Wir lesen nicht ohne einen gewissen Lokalstolz, daß unserer Großherzogin auf ihrer Reise nach Brüssel von den Belgiern so überschwänglich gehuldigt wurde. Sie war an solche Ovationen von hier aus nicht gewöhnt, und ich weiß nicht, ob das sich restlos durch das Diktum vom Propheten im eigenen Land erklären läßt.

Eines steht fest: Wir können von den Belgiern lernen, wenn es sich um öffentliche Kundgebungen handelt, politische, künstlerische, freund- und seindschaftliche. Sie sind überströmend, spontan, farbenfroh, vergangenheits- und gegenwartsstolz. Sie sind auf das Schillerwort gestimmt: Diesen Kuß der ganzen Welt! Sie sind die geborenen Duzbrüder.

Vielleicht steckt es auch in uns und hat sich nur nicht hervorgewagt, weil wir wirtschaftlich auf die kühlere deutsche Psyche angewiesen waren und darum nicht im Rhythmus der westlichen Nachbarn mitschwingen lernten. Vielleicht wird die engere Fühlung mit den Landsleuten des Rubens auch in uns die größere Freude an Farbe und Üppigkeit und Expansion wecken. Vielleicht sind wir nur zu bescheiden und schüchtern und müssen erst lernen, was wir für tüchtige Kerle sind, wenn wir in näheren Wettbewerb mit einer überschwänglicheren Rasse treten.

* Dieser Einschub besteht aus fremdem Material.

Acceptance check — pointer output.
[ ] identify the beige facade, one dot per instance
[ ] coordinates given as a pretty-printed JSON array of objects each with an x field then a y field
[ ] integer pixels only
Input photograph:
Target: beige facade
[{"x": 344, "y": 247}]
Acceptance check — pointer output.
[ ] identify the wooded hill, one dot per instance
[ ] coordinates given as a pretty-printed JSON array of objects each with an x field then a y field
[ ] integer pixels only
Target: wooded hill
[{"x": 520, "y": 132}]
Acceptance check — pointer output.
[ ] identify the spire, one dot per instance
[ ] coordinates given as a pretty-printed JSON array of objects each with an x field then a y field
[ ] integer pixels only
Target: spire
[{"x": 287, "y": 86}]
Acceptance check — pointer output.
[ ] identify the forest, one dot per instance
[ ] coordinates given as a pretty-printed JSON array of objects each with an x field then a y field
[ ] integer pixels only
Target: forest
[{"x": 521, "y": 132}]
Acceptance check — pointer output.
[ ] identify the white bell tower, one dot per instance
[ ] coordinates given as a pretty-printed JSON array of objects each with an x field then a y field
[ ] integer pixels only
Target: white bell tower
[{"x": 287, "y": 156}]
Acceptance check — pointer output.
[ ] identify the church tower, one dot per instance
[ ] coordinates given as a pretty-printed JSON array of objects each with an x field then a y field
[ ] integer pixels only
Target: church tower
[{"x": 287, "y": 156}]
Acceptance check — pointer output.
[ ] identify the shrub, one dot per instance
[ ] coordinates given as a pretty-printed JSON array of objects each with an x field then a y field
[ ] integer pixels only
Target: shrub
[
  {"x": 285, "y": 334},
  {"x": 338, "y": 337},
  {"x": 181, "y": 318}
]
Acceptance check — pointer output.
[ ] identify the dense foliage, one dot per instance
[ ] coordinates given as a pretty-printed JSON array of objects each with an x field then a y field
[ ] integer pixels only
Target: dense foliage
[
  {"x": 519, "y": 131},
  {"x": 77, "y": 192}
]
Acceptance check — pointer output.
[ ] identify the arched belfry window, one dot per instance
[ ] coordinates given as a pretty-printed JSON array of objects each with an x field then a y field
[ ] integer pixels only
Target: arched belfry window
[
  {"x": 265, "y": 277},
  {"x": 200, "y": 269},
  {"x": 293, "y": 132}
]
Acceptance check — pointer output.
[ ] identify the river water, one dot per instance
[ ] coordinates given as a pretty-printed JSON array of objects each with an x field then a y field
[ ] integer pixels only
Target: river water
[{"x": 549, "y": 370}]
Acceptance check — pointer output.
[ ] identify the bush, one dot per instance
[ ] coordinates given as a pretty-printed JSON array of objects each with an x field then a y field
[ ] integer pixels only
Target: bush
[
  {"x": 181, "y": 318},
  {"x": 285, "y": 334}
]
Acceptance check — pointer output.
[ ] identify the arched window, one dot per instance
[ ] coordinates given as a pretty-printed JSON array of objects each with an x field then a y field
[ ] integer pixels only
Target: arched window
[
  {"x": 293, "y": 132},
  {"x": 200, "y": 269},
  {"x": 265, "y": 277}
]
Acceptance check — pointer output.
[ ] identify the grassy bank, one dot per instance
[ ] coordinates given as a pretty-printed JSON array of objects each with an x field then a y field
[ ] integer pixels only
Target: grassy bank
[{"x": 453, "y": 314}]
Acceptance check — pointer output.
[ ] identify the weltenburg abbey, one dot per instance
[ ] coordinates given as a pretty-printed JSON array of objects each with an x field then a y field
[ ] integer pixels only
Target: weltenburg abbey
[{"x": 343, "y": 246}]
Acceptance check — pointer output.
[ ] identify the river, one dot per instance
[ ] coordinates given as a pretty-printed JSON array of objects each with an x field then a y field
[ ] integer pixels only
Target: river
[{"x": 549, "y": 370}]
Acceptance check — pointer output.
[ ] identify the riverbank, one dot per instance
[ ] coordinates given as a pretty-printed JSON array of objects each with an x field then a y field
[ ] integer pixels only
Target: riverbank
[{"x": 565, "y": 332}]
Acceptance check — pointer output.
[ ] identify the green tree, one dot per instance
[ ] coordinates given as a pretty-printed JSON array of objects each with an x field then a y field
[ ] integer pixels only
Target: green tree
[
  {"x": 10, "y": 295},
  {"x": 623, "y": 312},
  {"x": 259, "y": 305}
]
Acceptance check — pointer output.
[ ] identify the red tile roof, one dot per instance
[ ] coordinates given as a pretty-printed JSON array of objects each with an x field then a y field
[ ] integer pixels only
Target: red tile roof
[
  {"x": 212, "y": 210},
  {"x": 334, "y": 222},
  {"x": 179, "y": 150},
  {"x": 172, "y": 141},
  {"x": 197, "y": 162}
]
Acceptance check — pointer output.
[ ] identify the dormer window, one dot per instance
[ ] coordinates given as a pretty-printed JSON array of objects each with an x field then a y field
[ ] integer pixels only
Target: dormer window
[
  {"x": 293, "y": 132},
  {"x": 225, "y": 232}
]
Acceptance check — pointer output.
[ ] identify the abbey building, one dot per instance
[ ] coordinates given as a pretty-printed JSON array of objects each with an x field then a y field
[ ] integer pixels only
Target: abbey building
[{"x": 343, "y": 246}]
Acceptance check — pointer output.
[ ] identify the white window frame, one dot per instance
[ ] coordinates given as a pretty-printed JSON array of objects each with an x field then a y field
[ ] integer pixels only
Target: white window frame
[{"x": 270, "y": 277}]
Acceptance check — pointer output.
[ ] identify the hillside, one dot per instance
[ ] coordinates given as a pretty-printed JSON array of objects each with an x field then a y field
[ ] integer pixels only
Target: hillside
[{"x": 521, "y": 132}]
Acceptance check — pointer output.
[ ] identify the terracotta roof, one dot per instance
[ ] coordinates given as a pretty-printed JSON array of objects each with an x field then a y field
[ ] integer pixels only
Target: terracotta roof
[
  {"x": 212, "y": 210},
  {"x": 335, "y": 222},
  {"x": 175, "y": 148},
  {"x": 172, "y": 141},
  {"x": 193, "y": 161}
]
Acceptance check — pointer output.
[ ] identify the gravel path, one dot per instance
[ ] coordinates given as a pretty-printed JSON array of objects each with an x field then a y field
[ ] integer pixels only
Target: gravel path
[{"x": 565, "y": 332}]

Die Belgier scheinen jedenfalls gewillt, eine starte gegenseitige Durchdringung in die Wege zu leiten. Man sieht es am Empfang unserer Großherzogin, und man steht es - an den Reklamewagen der belgischen Zigarettenfirmen, die seit ein paar Wochen durch unsere Straßen fahren. Bis jetzt war man dergleichen hier nicht gewohnt. Höchstens bediente sich ab und zu einmal ein Zirkus dieser Art Reklame. Aber da haben wir die Farbenfreudigkeit, das Wagnis. Ein Auto ist so weiß und bunt, daß es die ganze Bevölkerung in Aufregung bringt, aber das genügt nicht, plötzlich springt aus dem Wagen ein Mohr in herausfordernd farbigem Gewand mit wehendem Burnus, eine Art Operettenspahi, und bietet Zigaretten an.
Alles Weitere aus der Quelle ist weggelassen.